The ramifications of that kind of humiliation just ripples through the organizations for months, if not years, afterwards. Sometimes they never recover at all. I think Richard Edmonds [formerly] of the BNP [and now a NF member] said later that they had a contingent there, [but] that there was no point in going to Victoria because it was just full of reds. That was his own direct experience—the BNP never took part in Remembrance Day after that at all, not even as a token force.

National Front wreaths left at the Cenotaph during this year's Remembrance Sunday march. Photo by Gavin Cooper

The BNP weren't the only group you persuaded to stay away—there was a clash with the Chelsea Headhunters on Embankment. Do you think that stopped them returning?
They had a lot of young football hooligans with them for the day for a jolly, to attack the lefties and get the blacks and all that. They ended up meeting AFA instead. Just the look of horror on their faces… even though the tube had closed—the doors were closed when AFA charged the train—they were trying to get out of the carriage AFA was trying to get into, breaking the windows with fire extinguishers. They just scrambled all over each other and you just knew they'd never come back.

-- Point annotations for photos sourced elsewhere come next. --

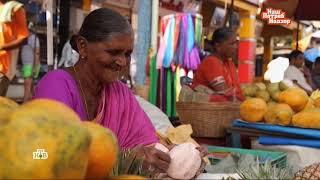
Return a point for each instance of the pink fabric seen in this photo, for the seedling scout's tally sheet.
(118, 109)
(120, 112)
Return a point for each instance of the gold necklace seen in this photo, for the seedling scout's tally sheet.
(82, 92)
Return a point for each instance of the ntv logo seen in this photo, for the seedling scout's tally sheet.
(40, 154)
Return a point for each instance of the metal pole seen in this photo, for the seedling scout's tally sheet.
(154, 24)
(49, 33)
(297, 36)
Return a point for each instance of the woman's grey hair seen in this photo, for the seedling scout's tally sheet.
(101, 24)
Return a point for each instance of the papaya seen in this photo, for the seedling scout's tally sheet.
(7, 106)
(296, 98)
(253, 110)
(44, 139)
(103, 151)
(309, 105)
(280, 114)
(317, 102)
(307, 119)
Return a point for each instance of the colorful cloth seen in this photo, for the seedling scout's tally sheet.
(213, 71)
(13, 26)
(118, 108)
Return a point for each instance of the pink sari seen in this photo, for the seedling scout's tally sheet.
(120, 112)
(118, 109)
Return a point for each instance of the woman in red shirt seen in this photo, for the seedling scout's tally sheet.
(218, 71)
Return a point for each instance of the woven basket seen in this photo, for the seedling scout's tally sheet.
(208, 119)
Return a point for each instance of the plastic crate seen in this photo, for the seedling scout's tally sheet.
(278, 159)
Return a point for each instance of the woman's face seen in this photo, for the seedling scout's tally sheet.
(229, 47)
(108, 59)
(299, 61)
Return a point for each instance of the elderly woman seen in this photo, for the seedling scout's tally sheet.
(218, 71)
(91, 87)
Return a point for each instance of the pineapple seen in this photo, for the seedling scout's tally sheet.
(265, 171)
(309, 172)
(130, 163)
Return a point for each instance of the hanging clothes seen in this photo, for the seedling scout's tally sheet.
(179, 47)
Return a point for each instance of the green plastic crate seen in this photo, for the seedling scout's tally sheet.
(278, 159)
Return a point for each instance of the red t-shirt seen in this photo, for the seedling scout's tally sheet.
(213, 71)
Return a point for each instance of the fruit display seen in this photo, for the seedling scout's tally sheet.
(279, 114)
(46, 139)
(253, 110)
(103, 151)
(280, 104)
(187, 159)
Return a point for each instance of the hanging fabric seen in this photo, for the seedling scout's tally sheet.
(180, 41)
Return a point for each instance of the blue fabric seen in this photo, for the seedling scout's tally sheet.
(190, 33)
(268, 140)
(307, 133)
(168, 55)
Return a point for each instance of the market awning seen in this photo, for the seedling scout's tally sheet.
(297, 9)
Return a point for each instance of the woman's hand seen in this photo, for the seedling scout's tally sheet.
(203, 151)
(156, 159)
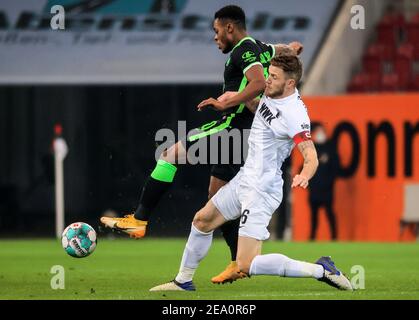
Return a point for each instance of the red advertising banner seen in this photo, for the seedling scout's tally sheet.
(377, 139)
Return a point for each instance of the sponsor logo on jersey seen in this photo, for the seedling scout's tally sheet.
(305, 126)
(249, 56)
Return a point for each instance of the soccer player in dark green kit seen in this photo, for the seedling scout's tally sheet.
(244, 80)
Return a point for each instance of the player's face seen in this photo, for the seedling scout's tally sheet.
(221, 36)
(276, 83)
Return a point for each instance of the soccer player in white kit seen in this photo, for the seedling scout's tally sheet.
(281, 122)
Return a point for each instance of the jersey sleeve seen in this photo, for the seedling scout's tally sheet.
(298, 125)
(246, 56)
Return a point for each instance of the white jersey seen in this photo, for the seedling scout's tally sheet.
(278, 124)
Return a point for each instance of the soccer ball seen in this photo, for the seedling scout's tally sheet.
(79, 240)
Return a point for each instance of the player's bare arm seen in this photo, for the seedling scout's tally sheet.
(311, 163)
(256, 85)
(252, 105)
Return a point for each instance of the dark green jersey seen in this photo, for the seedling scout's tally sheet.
(247, 53)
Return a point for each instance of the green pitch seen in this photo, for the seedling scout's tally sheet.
(126, 269)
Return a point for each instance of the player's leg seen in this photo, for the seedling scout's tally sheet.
(331, 217)
(199, 241)
(230, 232)
(154, 188)
(314, 209)
(224, 206)
(253, 230)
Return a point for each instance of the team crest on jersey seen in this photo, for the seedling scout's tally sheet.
(267, 114)
(249, 56)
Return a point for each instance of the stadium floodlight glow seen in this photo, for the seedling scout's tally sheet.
(60, 152)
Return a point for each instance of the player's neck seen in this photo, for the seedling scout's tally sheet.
(239, 37)
(286, 94)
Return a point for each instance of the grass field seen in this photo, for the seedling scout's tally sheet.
(126, 269)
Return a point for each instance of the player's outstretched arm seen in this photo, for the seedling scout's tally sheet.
(256, 85)
(308, 150)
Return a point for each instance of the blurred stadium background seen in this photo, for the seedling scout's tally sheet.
(123, 69)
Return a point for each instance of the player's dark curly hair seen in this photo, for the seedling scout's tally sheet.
(233, 13)
(291, 65)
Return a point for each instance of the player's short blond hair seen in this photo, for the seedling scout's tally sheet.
(290, 64)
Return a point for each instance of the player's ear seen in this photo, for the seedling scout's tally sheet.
(291, 82)
(229, 27)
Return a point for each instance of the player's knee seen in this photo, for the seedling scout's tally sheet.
(244, 265)
(210, 194)
(201, 222)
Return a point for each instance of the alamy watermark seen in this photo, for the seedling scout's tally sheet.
(358, 17)
(58, 20)
(58, 278)
(358, 279)
(211, 144)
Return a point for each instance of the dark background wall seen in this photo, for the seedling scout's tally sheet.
(110, 131)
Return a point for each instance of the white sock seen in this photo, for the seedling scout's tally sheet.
(195, 250)
(278, 264)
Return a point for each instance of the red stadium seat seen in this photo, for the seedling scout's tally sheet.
(364, 82)
(403, 64)
(414, 84)
(373, 59)
(413, 32)
(390, 82)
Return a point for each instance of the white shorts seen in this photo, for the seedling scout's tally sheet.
(255, 208)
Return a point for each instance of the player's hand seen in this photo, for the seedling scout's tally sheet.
(299, 181)
(227, 95)
(211, 102)
(296, 47)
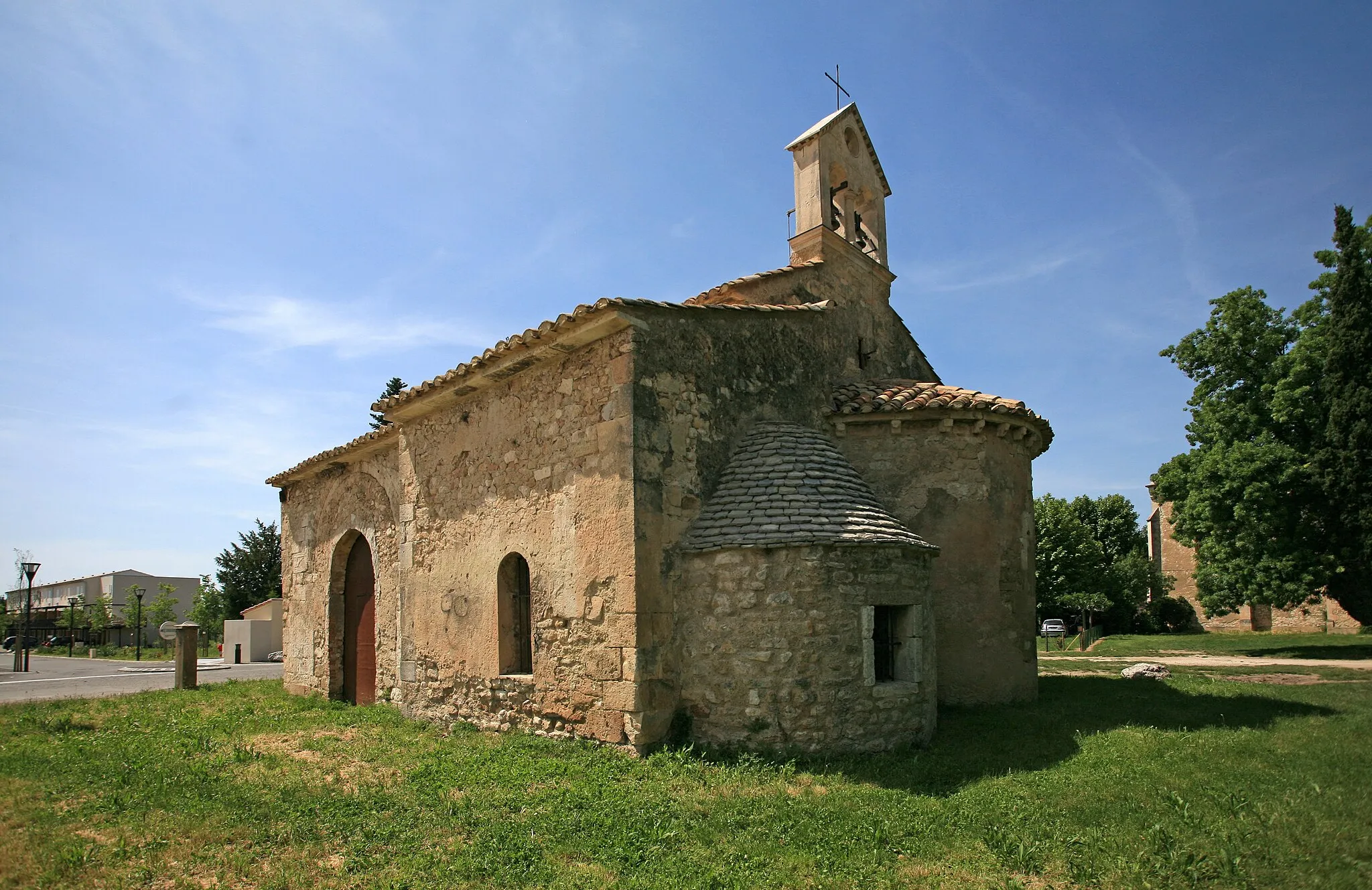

The irony was that the ones who did manage to escape the carriage then got hit with bottles and other bits and pieces as they went from one carriage to another. If they'd just sat there and read the paper they would have been fine. But they couldn't… it was just terror, sheer terror. Which, for what we were trying to do, was pretty edifying, because for everyone who got hit, there were ten who would know it could have been them. That meant none of them came back, ever. It ended their whole political career. We used to say it's the first big lie—that lefties are all old men in duffel coats and sandals. That was what they were told, but instead they met the very opposite. It was just devastating—they just knew they'd been mugged off, and before they'd been blooded they were the ones who were bloodied and exited the stage.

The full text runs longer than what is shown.